Szef giełdowej spedytora zajmującego się przede wszystkim przewozami chemii płynnej wziął udział w debacie pt. "Konsolidacja rynku chemii a rynek kolejowych przewozów towarowych. Chemia idealnym rynkiem dla kolei?" - W gamie swoich usług posiadamy przewozy intermodalne. Możemy oferować przewozy chemikaliów przy wykorzystaniu tankkontenerów. Na rynku polskim jest to swego rodzaju osobliwość. W tym obszarze identyfikujemy ciekawy potencjał wzrostu. Czy planowana fuzja może otworzyć rynki dla innowacyjnych metod przewozu chemikaliów? To zależy od otwartości logistyków, którzy będą zarządzać tym procesem. Na rynek należy patrzeć w wymiarze światowym. Używanie tankkontenerów może temu posłużyć. Transport samochodowy musi być uzupełnieniem, ponieważ potężna grupa odbiorców to firmy średniej wielkości, nie mające zapotrzebowania i infrastruktury na takim poziomie, aby konieczne było stosowanie kolei - podkreślił prezes Trans Polonii.

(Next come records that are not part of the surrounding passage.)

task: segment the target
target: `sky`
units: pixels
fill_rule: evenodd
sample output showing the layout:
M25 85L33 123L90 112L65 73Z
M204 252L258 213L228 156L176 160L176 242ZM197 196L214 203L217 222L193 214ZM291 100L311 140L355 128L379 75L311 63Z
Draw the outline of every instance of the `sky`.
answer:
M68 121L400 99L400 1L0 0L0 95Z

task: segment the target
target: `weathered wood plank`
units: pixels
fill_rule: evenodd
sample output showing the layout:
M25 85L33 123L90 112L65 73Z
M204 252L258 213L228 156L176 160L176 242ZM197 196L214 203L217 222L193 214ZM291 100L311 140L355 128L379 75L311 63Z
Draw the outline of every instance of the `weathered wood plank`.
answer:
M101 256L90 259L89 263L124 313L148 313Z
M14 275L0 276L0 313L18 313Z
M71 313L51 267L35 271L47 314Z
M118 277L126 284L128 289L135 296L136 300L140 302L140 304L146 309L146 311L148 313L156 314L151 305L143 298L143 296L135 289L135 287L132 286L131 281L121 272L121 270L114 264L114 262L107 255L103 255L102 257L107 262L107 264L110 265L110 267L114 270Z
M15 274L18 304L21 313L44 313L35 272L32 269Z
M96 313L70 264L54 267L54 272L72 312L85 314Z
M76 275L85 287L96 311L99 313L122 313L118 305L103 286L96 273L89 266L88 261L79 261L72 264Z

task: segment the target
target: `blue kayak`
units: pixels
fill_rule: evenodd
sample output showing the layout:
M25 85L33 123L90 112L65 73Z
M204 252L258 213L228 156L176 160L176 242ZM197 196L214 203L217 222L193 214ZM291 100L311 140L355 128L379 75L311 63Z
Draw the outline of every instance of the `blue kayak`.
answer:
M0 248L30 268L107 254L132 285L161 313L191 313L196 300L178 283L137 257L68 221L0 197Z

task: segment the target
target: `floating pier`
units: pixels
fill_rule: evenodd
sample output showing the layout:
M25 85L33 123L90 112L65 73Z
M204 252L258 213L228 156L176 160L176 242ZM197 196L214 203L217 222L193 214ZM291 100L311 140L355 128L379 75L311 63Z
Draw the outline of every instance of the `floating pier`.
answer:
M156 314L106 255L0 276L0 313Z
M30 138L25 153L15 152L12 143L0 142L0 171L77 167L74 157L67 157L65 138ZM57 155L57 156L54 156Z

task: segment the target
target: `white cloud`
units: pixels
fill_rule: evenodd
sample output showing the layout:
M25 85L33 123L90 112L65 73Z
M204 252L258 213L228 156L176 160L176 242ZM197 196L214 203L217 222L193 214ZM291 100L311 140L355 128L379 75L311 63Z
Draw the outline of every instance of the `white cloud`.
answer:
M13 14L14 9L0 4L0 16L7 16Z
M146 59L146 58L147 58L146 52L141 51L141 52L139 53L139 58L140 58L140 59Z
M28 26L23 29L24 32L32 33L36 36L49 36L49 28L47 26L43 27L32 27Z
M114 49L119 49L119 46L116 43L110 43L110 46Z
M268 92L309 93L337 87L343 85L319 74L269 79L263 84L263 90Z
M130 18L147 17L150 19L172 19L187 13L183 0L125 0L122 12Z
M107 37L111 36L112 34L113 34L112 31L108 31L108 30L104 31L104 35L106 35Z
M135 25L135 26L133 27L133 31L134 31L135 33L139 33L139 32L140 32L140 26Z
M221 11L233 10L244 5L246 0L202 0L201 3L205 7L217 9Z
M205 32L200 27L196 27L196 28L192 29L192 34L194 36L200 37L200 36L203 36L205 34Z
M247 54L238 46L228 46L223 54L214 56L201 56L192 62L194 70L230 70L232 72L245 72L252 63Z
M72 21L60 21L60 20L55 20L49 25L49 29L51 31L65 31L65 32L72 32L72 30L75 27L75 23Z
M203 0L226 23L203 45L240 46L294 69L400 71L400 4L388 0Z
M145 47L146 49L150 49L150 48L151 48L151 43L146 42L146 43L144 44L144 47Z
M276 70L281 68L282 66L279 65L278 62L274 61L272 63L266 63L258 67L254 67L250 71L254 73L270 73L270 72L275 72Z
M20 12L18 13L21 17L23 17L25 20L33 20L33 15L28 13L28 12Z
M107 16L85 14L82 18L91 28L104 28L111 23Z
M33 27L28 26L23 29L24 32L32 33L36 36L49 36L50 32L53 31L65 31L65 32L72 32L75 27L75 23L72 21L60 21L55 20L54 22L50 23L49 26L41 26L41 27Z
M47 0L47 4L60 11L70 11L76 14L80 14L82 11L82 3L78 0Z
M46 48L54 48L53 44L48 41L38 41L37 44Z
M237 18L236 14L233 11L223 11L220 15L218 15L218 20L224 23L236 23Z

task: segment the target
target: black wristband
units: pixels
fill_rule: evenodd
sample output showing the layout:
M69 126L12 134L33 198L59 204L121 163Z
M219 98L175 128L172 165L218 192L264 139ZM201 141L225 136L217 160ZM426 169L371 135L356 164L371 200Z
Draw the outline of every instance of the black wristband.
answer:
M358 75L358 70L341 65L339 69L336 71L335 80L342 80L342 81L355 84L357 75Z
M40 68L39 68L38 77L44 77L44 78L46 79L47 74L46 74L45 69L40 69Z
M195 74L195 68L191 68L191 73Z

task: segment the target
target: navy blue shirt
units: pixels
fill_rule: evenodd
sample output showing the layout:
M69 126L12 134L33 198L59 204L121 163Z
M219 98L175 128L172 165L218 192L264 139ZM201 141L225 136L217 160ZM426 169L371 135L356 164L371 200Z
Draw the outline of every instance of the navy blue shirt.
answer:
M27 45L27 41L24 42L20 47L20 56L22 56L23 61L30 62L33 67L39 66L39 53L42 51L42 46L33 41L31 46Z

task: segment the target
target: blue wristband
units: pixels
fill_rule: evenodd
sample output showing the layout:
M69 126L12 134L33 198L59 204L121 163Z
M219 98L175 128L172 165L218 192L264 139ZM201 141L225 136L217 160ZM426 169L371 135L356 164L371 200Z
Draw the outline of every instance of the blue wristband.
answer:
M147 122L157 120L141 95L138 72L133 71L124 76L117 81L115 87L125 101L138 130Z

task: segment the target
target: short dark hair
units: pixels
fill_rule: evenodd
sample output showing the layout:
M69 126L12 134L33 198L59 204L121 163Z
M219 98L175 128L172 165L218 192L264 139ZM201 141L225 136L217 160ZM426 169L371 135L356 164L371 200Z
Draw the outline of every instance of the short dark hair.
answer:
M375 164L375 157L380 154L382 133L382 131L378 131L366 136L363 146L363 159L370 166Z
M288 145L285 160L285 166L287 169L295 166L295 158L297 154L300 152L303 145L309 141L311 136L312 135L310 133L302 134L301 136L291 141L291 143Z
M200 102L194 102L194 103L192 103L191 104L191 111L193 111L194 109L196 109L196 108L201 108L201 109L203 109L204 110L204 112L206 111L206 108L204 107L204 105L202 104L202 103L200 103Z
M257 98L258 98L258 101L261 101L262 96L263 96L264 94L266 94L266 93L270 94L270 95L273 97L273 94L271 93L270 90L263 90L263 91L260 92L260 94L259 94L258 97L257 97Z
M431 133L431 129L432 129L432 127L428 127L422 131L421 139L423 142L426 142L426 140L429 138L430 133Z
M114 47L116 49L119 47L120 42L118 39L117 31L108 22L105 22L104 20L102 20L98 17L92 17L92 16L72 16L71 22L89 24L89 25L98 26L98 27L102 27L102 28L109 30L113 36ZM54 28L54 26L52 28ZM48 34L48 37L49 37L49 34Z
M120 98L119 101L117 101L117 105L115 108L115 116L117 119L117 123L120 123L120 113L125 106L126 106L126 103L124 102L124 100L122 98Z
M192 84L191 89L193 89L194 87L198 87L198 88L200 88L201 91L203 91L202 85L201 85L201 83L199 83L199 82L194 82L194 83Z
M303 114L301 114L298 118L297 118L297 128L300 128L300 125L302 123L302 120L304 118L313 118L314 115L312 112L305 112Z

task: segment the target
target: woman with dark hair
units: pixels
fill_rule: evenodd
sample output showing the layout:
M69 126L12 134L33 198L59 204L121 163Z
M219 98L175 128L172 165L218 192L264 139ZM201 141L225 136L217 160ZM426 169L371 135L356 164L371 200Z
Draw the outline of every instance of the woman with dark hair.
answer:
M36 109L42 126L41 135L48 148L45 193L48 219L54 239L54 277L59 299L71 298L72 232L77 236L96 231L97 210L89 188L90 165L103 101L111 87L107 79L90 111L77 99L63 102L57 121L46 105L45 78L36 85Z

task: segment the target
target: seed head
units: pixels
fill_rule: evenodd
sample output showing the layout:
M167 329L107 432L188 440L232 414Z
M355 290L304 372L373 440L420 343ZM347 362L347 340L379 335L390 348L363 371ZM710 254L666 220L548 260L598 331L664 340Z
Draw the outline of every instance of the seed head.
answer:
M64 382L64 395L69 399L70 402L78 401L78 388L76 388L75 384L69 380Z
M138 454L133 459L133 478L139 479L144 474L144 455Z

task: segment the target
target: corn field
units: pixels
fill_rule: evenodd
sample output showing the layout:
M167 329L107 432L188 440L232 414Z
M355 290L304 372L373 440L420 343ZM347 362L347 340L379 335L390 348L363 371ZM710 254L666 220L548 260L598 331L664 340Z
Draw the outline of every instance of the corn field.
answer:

– Infrastruktura jest ograniczeniem dla wzrostu rynku chemii. Widzimy to przy wykorzystaniu tankkontenerów w przewozach intermodalnych. Widzimy, że rynek je lubi, ale pojawiają się ograniczenia infrastrukturalne, które wydłużają czas przewozu – zaznaczył Cegielski.
- Szansa na większe wykorzystanie kolei pojawiłaby się gdyby je wyeliminowano. Jednak pewne przewozy są do zrealizowane tylko przy użyciu transportu samochodowego. Oba środki powinny ze sobą współgrać – stwierdził prezes Cegielski.